Our old friend mass job automation again offers solutions. Though it would, at first glance, seem likely to depress birthrates since people would no longer have jobs and hence money to pay for child expenses, machine labor would make every good and service cheaper, allowing humans with a modest universal basic income (UBI) to afford things that only the rich can today. Importantly, this would include babysitting, tutoring, house servant services, and autonomous transportation, which would greatly ease the parenting workload and make it more enticing to have children. Having a house robot that was infinitely patient, fair, and had an encyclopedic knowledge of parenting skills and communication styles would be very beneficial to any family, and at scale would create social benefits.

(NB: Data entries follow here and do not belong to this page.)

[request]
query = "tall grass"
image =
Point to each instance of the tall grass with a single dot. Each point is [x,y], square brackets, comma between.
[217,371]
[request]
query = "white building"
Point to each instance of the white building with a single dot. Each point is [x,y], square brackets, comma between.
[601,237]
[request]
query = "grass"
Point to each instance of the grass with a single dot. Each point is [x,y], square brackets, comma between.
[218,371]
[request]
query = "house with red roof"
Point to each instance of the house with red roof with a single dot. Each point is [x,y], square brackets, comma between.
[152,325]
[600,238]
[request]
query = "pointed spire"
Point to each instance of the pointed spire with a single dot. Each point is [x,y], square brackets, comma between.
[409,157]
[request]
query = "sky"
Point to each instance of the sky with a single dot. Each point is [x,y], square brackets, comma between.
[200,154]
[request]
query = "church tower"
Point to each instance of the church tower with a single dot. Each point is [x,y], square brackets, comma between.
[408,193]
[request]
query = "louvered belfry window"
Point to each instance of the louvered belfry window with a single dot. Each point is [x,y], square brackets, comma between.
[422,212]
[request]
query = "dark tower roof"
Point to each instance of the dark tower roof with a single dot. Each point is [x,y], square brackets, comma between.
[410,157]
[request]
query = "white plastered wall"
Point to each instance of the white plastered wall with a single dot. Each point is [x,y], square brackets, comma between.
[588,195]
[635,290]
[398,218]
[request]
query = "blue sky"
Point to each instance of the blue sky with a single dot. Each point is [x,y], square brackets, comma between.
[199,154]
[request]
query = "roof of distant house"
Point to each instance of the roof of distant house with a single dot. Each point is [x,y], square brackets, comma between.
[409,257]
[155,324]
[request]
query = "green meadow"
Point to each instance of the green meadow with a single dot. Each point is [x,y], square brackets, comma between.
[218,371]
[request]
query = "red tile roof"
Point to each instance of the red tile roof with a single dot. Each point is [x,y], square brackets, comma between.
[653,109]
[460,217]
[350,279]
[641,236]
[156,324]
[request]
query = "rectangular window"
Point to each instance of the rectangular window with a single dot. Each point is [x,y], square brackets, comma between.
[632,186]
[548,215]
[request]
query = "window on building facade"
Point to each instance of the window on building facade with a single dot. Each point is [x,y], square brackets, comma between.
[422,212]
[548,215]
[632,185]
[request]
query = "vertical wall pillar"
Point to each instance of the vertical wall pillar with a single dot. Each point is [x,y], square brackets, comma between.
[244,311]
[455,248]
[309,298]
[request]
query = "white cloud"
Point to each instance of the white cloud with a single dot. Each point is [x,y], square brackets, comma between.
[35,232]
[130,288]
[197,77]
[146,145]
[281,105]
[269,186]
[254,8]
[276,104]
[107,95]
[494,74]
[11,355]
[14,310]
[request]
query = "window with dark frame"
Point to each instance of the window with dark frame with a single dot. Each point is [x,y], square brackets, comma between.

Going a step further, it’s just a matter of time before robotics and AI get advanced enough to allow for the creation of androids who could function as spouses and foster parents. This would entice even more humans to have children by reducing the parenting workload substantially. With almost no exceptions, marriage rates dropped and divorce rates rose across rich countries from 1990 – 2021, and unsurprisingly, this has contributed to the birthrate decline since fewer people are interested in shouldering the burdens of parenthood alone. Robot spouses will fill the gap, in what might, counterintuitively, be a positive development for the human race.

Conclusion

While the decline in birthrates across upper- and middle-income countries will hurt the economy for decades, there’s no reason to think the negative trends will continue beyond this century, let alone reach the logical endpoint of human extinction. Future technologies and their attendant cultural changes will raise birthrates, reviving older fears of overpopulation and overcrowding.